まあ、近年のトップホースがステイヤーに近いなどということはめったになく、本質ステイヤーでは、日本ではもちろん欧州でもチャンピオンにはなりにくい。ただ、父ディープインパクトが最後は止まったのも、だいぶタイプの異なるはずのキズナも、凱旋門で止まったのは明らかである。キズナは、父の軽快でしなやかなフットワークとはちょっと異なり、これからは一段とパワーを備えるほぼ万能型として充実する。
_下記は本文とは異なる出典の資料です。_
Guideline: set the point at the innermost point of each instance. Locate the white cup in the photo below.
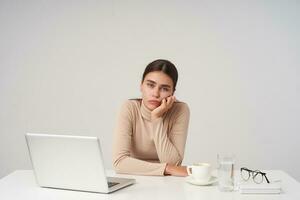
(200, 171)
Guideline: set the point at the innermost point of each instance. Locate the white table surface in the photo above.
(21, 185)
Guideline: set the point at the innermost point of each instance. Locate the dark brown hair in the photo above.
(165, 66)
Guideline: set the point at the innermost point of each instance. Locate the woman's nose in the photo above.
(155, 92)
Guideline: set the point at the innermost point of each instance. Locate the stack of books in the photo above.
(263, 188)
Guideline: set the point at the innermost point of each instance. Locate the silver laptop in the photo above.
(71, 162)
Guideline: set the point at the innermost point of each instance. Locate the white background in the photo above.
(67, 66)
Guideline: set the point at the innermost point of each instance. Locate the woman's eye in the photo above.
(150, 85)
(165, 89)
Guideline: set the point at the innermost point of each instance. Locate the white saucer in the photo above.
(193, 181)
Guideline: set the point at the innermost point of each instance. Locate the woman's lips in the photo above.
(154, 102)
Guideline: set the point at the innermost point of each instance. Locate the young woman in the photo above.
(151, 132)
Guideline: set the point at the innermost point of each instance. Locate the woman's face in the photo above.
(155, 87)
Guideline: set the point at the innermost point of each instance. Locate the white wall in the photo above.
(66, 67)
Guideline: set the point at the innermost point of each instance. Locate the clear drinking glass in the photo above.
(226, 172)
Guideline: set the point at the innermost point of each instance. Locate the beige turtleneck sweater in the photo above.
(144, 147)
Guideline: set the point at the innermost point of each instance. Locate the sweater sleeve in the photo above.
(170, 146)
(122, 160)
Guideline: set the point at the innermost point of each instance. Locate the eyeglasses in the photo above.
(257, 175)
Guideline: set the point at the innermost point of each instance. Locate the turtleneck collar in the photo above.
(146, 113)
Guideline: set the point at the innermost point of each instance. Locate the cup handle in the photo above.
(188, 169)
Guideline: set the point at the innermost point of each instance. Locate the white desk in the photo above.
(21, 185)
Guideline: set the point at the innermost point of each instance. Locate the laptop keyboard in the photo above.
(111, 184)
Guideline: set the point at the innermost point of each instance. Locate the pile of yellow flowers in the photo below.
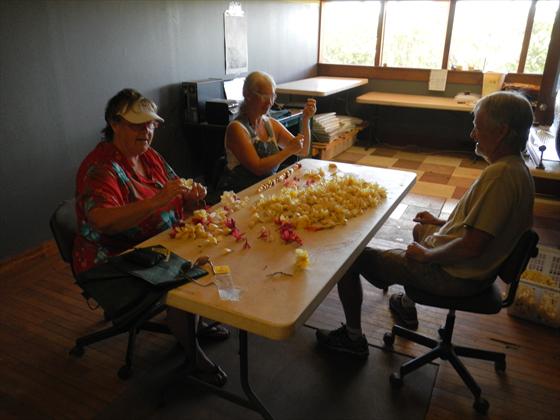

それで凱旋門賞をホントに勝てるのか、最後の最後に競り負け、あるいは差されてさきたこれまでの凱旋門惜敗馬と違う結果が残せるのか。実際には、多くのファンが懐疑的である。それを、楽しみが増して仕方がないような輝く秋の展望にするために、抜け出したウインバリアシオンや、ゴールドシップや、昨年史上4位の3分14秒2で快勝しているフェノーメノを、追い詰めたキズナもきわめて苦しくなったが、それでも最後まで音を上げずに、必死で差し切るような勝ち方をして欲しい。有力馬の中で、まだまだスケールアップしてくれるのは4歳のキズナではないか、と期待する。苦しくなってから、もう一回必死に相手を競り負かすようなレースができたとき、本当の秋の展望が開けるに違いない。父とは鋭さの質が異なる差し脚、違うレースを見せてくれた方がいい。キズナは天才ではないはずである。
すっかり立ち直ったどころか、前回の日経賞をまるで最高のライバルだったオルフェーヴルのような勝ち方を見せた
ウインバリアシオン。同じく覚醒したかのように先行して抜け出し、阪神大賞典を完勝した
ゴールドシップ。前回の印象が悪過ぎたが、昨年3分14秒2の文句無しの勝ち方をしている
フェノーメノも今回は立ち直っている。この人気上位の相手3頭はほぼ同格の強敵だろう。絶好調のスタミナ型
デスペラードと、昨年4着の
アドマイヤラクティが抑え候補。